Assim, a prática da Due Diligence na aquisição de imóvel serve para além do apoderamento de informações sobre os riscos futuros relacionados a responsabilidade civil tradicional (dívidas condominiais, tributárias, pessoais do vendedor, etc.), mas também em questões ambientais. Haja vista que, detectada alguma degradação ambiental, esse fator tornar-se-á determinante para atestar a viabilidade ou não da aquisição do pretendido imóvel. Tendo em conta que o adquirente, mesmo não tendo sido o poluidor, deverá suportar a recuperação do passivo ambiental e também sofrerá com as limitações ao uso do imóvel, caso a atividade pretendida para o local apresente riscos diante de sua incompatibilidade com o tipo de contaminação existente. Noutro sentido, a realização destes estudos também é necessária para verificação da adequação do empreendimento as regras do Plano Diretor (zoneamento) e demais legislações municipais, estaduais e federais.

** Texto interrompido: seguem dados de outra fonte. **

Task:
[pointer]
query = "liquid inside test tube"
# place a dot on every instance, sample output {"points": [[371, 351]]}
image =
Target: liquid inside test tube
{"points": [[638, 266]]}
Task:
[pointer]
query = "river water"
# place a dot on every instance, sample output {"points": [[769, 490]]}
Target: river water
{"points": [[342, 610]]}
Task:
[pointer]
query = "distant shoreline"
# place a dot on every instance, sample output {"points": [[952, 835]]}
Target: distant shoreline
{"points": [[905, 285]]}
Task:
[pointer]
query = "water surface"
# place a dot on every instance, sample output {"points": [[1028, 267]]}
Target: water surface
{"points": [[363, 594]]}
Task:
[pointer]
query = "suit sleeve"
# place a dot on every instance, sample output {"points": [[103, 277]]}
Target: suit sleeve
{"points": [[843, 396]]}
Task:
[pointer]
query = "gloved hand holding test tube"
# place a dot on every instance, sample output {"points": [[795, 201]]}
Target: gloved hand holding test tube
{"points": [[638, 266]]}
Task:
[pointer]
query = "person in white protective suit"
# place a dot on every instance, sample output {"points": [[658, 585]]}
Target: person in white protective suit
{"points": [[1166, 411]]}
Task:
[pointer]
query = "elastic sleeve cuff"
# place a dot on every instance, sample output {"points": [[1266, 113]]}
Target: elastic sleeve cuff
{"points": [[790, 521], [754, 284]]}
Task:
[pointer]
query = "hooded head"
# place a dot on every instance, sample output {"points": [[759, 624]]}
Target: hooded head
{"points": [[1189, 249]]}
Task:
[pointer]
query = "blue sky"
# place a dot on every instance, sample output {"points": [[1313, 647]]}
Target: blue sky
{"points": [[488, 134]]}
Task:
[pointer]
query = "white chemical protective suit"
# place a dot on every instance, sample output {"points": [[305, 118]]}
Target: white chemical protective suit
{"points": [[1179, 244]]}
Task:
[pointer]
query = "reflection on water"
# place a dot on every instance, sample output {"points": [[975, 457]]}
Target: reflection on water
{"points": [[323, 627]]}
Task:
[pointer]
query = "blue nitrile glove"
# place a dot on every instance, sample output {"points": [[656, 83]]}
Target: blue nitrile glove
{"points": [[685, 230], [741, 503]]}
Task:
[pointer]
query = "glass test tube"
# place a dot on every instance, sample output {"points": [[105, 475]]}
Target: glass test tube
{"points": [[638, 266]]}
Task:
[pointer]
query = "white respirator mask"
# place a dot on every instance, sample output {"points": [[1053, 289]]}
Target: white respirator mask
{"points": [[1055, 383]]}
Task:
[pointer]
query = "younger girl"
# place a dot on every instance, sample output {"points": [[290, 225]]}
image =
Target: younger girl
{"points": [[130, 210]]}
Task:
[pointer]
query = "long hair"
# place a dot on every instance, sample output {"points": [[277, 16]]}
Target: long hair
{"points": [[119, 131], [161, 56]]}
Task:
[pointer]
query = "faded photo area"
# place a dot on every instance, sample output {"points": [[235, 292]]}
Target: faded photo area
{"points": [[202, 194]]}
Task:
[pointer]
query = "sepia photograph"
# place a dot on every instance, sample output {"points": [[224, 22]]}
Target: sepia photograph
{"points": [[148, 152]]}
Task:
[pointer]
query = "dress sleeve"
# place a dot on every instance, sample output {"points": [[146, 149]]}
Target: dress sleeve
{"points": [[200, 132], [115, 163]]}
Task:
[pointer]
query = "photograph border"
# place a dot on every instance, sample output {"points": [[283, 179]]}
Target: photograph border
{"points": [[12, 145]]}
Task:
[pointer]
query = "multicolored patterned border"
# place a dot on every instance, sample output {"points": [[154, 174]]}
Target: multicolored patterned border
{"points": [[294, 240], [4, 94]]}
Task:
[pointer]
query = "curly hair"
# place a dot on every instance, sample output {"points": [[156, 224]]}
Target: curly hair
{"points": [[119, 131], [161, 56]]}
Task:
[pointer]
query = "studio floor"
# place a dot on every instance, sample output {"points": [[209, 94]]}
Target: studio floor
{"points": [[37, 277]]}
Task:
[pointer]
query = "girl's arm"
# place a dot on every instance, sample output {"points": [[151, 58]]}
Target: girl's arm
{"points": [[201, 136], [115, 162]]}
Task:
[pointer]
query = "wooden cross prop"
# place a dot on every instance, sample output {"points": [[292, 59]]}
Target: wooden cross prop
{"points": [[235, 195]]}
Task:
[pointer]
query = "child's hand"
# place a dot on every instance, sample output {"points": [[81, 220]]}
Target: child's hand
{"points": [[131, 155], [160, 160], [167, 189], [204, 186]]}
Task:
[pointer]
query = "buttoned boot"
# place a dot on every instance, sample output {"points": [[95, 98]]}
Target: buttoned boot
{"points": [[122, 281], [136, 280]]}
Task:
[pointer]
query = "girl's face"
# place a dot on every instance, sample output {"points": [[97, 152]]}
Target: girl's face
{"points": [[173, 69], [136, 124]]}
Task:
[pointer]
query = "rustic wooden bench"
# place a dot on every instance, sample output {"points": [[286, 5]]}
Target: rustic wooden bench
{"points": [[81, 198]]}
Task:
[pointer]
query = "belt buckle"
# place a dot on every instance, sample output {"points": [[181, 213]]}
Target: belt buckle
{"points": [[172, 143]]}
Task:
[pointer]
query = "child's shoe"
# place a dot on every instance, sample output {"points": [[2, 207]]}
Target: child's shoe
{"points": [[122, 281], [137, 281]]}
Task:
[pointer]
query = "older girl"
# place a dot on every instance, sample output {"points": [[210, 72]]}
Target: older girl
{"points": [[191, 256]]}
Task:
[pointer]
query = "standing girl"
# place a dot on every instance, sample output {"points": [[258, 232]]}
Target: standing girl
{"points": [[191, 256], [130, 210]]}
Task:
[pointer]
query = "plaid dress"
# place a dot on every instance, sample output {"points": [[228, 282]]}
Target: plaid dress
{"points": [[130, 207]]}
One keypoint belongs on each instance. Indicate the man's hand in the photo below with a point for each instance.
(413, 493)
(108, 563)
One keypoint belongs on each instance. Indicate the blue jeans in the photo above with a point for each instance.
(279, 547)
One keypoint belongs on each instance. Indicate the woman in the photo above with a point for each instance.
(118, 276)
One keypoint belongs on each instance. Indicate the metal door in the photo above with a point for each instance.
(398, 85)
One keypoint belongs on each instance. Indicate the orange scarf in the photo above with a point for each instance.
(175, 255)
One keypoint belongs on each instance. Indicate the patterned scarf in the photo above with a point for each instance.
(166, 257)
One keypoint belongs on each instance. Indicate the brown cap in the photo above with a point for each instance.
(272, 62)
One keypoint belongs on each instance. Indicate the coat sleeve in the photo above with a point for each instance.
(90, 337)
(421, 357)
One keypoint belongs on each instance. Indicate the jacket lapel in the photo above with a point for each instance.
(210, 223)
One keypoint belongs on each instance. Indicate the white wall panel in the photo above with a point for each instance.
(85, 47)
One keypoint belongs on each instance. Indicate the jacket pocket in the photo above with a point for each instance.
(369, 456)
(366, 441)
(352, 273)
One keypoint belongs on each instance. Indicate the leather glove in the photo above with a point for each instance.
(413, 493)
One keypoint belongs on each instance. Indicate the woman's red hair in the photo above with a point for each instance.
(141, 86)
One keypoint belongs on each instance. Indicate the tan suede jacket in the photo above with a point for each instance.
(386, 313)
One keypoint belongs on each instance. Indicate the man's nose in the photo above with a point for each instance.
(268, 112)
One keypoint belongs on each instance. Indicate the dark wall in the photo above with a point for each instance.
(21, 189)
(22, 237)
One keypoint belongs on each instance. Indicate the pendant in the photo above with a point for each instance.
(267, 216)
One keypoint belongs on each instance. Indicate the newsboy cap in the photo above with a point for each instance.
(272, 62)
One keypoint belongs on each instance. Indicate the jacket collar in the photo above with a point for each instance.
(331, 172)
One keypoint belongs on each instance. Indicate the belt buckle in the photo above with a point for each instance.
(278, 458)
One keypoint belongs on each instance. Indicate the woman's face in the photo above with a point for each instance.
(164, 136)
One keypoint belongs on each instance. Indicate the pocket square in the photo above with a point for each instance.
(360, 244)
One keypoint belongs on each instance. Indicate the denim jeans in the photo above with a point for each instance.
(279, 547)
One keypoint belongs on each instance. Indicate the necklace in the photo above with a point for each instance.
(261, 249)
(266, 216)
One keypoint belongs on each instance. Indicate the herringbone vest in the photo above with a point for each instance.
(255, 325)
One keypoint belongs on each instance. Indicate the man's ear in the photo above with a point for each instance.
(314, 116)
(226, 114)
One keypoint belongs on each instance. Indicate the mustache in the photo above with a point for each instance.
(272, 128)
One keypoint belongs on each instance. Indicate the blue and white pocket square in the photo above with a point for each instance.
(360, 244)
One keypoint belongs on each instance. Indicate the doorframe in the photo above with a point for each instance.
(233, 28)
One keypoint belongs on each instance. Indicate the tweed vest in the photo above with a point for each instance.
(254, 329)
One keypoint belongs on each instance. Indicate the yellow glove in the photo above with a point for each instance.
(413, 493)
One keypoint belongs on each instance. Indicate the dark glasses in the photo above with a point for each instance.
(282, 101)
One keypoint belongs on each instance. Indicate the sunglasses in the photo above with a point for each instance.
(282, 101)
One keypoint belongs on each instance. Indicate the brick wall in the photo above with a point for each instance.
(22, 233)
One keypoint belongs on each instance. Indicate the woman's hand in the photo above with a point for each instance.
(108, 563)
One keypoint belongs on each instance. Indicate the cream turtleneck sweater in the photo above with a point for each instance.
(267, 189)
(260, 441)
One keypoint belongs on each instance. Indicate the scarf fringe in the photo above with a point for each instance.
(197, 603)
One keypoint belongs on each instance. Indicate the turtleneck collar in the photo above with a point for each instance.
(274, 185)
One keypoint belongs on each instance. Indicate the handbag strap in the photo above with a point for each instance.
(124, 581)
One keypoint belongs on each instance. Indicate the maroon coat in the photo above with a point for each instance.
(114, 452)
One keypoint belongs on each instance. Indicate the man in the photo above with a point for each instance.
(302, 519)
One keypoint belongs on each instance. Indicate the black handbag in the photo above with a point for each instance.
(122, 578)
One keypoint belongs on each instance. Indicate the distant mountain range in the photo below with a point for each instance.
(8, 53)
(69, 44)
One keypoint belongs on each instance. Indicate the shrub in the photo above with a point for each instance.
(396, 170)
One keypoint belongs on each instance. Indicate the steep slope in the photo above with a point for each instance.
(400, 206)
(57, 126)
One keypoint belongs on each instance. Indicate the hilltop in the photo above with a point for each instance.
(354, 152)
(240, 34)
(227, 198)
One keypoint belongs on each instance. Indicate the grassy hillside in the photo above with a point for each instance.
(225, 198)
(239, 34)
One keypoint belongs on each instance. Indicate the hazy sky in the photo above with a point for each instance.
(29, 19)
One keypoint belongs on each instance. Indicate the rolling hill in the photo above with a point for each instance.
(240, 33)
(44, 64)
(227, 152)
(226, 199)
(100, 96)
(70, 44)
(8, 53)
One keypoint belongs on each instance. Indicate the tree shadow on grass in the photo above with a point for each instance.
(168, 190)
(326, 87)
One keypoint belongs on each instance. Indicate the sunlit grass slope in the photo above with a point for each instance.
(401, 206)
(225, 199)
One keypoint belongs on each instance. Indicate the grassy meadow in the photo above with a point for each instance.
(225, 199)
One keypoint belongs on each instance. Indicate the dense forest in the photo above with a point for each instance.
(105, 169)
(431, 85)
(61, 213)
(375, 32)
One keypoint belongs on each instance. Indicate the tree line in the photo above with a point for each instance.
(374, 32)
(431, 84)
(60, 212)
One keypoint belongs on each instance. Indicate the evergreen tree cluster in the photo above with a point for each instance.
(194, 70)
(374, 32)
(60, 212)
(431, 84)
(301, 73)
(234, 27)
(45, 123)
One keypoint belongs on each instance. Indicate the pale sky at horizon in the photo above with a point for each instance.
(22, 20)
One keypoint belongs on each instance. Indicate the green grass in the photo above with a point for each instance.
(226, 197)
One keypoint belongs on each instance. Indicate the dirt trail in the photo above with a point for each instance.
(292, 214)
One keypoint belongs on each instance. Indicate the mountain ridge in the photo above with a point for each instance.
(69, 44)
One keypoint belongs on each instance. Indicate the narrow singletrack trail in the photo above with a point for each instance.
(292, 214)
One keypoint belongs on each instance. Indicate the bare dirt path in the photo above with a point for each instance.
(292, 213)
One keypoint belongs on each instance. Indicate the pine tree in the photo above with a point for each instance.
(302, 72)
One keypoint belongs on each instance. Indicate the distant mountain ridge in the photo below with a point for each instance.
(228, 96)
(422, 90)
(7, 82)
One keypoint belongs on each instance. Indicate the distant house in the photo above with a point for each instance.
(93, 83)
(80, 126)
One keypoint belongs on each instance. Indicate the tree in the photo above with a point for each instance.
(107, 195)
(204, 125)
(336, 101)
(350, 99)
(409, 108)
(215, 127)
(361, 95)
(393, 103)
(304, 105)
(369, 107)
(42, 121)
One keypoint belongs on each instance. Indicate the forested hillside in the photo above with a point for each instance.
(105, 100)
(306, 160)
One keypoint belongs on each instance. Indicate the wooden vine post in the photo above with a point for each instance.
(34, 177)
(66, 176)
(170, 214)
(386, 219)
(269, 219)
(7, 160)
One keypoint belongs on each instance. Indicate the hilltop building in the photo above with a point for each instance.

Esta responsabilidade pelos danos ambientais advém, inicialmente, da Constituição Federal de 1988 (Artigo 225) e da Política Nacional do Meio Ambiente (Lei 6.938/1981), que determina que as condutas e atividades lesivas ao meio ambiente sujeitarão os infratores as sanções penais, administrativas e a reparação dos danos causados. E, neste sentido, esclarece que, a reponsabilidade do poluidor é concretizada, independentemente, da existência de sua culpa.